10 Amazing Acts Of Defiance Throughout History

Email Print
FacebookTwitterShare

Who could ever forget Tank Man, that unknown man who stood in front of all those tanks at Tiananmen Square? As epic as that act of defiance was, there are other classic examples that are spun from the same material as Tank Man’s story. The amazing acts of defiance listed below are veritable legends and, as such, deserve their own rightful place in history.

10 Captured US Crewmen Flipped Off Their North Korean Captors

If you’re an enemy captured by the North Koreans, chances are you will be brutalized. That is exactly what happened in January 1968 when North Koreans captured the USS Pueblo and imprisoned its crewmen for almost a year. During their captivity, the men had to endure inhumane living conditions coupled with torture and forced indoctrinations. They also became unwilling propaganda tools and regularly appeared in photos as proof of North Korea’s superiority and benevolence.

Luckily, the men discovered a clever way to undermine all that propaganda. Upon finding out that the North Koreans didn’t understand the meaning of the middle finger, the men began showing the gesture during their photo shoots, explaining to their clueless captors that it was merely a good luck sign with Hawaiian origins. This went on for quite a while; after the North Koreans found out, they severely beat the men for a full week. Following the men’s release, the US did its own version of flipping North Korea off by retracting an earlier apology.

9 The Man Who Refused To Do The Nazi Salute

This awesome, not-so-subtle act of defiance should have been mentioned in our previous list of people who stuck it to Hitler. A photo taken in 1936 commemorating the launch of a new training ship in Hamburg showed how one man named August Landmesser refused to do the Nazi salute with his co-workers. Instead, he simply crossed his arms and looked smugly at the new ship.
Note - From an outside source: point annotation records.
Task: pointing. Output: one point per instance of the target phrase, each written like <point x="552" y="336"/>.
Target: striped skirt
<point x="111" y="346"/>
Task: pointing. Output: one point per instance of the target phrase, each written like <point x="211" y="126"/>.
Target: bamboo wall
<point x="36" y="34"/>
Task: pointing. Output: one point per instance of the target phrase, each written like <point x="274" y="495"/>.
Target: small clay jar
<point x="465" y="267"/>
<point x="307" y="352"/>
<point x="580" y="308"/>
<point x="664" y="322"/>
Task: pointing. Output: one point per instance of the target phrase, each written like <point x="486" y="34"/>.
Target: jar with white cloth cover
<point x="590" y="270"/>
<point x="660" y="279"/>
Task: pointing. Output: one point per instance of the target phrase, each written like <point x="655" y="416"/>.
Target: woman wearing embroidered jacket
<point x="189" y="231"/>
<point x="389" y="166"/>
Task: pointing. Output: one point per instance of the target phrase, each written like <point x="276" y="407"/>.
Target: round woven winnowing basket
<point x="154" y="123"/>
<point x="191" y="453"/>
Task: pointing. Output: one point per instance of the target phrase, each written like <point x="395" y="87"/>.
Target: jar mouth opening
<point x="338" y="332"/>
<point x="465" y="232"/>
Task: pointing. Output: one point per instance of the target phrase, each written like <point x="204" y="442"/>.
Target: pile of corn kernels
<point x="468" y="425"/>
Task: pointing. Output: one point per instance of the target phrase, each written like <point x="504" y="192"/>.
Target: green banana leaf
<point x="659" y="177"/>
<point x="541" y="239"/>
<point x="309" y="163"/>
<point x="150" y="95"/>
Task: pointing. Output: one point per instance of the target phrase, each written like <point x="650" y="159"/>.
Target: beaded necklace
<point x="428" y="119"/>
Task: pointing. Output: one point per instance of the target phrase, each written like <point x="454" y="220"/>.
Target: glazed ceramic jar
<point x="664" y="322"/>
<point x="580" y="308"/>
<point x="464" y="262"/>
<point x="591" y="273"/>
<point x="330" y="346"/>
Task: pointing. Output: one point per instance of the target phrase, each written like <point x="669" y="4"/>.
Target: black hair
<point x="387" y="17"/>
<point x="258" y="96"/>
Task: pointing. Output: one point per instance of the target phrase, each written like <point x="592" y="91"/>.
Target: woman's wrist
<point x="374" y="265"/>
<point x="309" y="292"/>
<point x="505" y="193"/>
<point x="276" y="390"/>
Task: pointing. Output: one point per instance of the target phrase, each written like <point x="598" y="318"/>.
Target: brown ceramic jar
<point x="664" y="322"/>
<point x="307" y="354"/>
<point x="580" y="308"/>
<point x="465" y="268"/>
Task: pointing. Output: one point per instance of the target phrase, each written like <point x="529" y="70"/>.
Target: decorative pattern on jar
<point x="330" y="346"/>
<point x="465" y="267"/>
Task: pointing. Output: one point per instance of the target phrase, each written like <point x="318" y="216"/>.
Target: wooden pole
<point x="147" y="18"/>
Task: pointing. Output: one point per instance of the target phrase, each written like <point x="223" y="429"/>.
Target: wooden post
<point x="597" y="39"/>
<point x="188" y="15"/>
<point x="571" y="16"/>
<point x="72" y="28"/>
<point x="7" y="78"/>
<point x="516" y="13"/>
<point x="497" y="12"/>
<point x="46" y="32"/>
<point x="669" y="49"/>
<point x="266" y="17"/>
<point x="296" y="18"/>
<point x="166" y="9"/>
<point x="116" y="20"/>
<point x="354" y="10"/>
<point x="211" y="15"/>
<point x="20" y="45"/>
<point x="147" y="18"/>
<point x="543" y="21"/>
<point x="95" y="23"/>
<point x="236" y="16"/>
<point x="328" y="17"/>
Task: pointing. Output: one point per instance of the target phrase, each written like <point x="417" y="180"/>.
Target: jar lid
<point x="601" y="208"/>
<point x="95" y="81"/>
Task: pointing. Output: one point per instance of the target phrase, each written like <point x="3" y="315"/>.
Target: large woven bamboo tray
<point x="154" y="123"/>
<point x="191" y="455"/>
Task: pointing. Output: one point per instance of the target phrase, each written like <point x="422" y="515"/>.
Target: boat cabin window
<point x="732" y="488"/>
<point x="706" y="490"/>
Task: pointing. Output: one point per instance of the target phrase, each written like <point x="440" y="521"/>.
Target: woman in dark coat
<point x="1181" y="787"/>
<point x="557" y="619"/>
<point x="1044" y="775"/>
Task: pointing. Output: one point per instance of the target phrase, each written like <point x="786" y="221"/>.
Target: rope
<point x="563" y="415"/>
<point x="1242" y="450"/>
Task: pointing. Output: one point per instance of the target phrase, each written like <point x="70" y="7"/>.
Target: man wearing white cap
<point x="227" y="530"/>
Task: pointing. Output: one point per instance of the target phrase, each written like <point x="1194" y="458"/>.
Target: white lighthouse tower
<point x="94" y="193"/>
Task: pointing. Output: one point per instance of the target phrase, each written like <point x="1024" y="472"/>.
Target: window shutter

Landmesser’s defiance stemmed from forbidden love. The Nazi Party expelled him from their ranks after they discovered that he had continued to live with his Jewish wife, a woman named Erma Eckler. Eventually, the Nazis forcibly separated the husband and wife for good. They had Eckler euthanized in 1942 and gave Landmesser a virtual death sentence by conscripting him to a penal battalion in 1944. Fortunately, the couple’s two daughters survived the war and have since made it their mission to spread the story of the brave man who dared to defy the Nazis.

8 Everything Emil Kapaun Did During The Korean War

Catholic priest and posthumous Medal of Honor recipient Emil Kapaun may have well been following in the footsteps of his predecessor, Maximilian Kolbe. As a chaplain during the Korean War, Kapaun performed many selfless acts of heroism. He tended to the wounded, carried them off the battlefield, and gave last rites to the dying. However, it was during his capture in November 1950 by Chinese forces that Kapaun really shone. After seeing a Chinese soldier about to summarily execute a wounded GI named Herbert Miller, Kapaun calmly walked to the scene,brushed the soldier aside, and carried Miller away on his back. Miraculously, the perplexed Chinese soldier did not fire.

Inside the POW camp, Kapaun became the beacon of hope for the other prisoners. Aside from bathing and feeding the weak, he also frequently stole food and other necessities from the Chinese, risking his own life in the process. He resisted attempts at indoctrination, and even defied communist protocols by holding an ecumenical service right inside the camp. By then, his captors had grown wary of him, yet feared that eliminating him would start a riot. Sadly, conditions at the camp gradually took their toll on Kapaun’s health; he died four months after his incarceration and was later buried in an unmarked grave. However, before passing on, he gave his fellow prisoners the most invaluable gift of all: the will to live.